Third, messages interrupt the physical task. John gets a phone prompt while moving through the errand. That is great for realism and terrible for accounting. Once the phone is active, the model tends to focus on the screen because screens are explicit action surfaces. Meanwhile the basket, vehicle, and location can drift in the background.

This is the grocery-store problem: the world is simple enough to look stable, but the number of small commitments is high.

Generated image of John carrying a basket near a store entrance after receiving a message.
Exploration 05, frame 0074. The errand keeps moving while a new message thread competes for the next action.

Why It Is Interesting

I keep coming back to errands because they punish vague intelligence.

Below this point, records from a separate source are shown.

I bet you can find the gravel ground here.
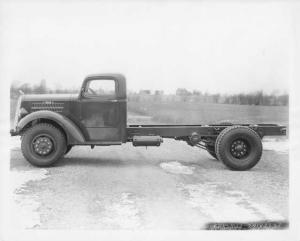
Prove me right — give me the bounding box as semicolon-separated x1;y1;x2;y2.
10;137;289;230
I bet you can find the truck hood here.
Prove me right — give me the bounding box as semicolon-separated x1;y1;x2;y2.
22;94;79;101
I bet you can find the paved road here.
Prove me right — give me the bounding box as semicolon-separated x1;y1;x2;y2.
10;137;288;229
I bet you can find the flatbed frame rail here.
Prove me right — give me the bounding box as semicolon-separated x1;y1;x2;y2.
126;124;286;139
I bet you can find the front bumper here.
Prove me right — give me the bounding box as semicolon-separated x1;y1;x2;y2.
9;129;20;136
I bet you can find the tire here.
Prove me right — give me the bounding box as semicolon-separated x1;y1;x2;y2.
21;123;67;167
65;145;73;155
206;146;218;160
215;126;263;171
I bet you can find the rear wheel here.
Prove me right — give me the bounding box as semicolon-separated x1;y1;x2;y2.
215;126;262;171
21;123;66;167
65;145;73;155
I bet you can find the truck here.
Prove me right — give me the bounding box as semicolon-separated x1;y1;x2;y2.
10;74;286;171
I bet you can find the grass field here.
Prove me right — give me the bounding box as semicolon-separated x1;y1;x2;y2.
10;99;289;125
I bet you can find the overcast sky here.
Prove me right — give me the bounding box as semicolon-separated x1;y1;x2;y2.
0;0;294;93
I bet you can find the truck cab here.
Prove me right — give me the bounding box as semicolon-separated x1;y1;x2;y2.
77;74;127;143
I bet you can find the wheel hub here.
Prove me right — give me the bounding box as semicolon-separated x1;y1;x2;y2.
33;136;53;156
230;140;249;159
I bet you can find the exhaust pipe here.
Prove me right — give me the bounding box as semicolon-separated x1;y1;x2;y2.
132;136;163;146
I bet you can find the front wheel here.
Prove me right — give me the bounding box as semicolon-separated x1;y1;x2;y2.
215;126;262;171
21;123;66;167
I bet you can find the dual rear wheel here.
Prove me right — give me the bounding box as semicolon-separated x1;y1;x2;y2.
207;126;263;171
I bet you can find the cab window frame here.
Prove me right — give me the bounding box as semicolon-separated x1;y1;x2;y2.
81;78;118;100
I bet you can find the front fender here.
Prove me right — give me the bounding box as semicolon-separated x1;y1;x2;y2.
16;110;85;144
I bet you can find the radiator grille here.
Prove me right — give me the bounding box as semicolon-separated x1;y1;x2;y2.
31;102;64;112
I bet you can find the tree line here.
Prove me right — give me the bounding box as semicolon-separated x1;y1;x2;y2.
10;80;289;106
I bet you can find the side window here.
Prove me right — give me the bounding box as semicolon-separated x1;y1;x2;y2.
84;79;116;97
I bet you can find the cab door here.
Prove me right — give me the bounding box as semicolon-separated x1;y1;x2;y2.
81;77;121;142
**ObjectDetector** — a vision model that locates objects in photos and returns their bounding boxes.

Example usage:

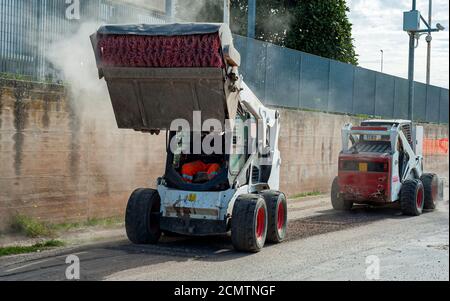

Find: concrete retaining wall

[0,79,448,228]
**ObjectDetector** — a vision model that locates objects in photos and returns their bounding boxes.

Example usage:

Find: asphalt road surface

[0,189,449,281]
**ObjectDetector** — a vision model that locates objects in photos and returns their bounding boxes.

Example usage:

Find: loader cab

[164,112,254,191]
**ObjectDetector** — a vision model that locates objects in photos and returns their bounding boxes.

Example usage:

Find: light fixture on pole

[403,0,444,120]
[380,49,384,73]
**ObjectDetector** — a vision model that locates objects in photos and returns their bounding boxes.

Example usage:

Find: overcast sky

[347,0,449,88]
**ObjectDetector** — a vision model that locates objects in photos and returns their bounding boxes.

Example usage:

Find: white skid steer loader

[331,120,443,216]
[91,23,287,252]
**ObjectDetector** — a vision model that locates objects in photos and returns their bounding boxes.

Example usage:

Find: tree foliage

[177,0,358,65]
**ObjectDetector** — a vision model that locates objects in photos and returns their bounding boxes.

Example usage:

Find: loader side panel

A model can sound smart about a plan. A model can produce a visually nice store. But errands require state discipline.

Did John buy the thing or merely approach the store? Is the basket empty, full, loaded, or abandoned? Did he return to the same vehicle? Did the phone interruption happen before or after checkout? Did the world move because John moved, or because the prompt implied the next normal scene?

These are not glamorous questions. They are the questions that make a virtual world behave like a world instead of a mood board with continuity aspirations.

Next Harness Change

The next harness needs explicit errand phases: depart, arrive, enter, acquire item, checkout, return to vehicle, load item, return home, unload. The model should not be allowed to claim a later phase unless the required object and location facts have been earned or deliberately summarized.

It also needs object receipts. A basket is not just visible or not visible. It has identity, contents, carrier, and current location. Until that is tracked as first-class state, grocery shopping will remain surprisingly hard, which is rude but not inaccurate.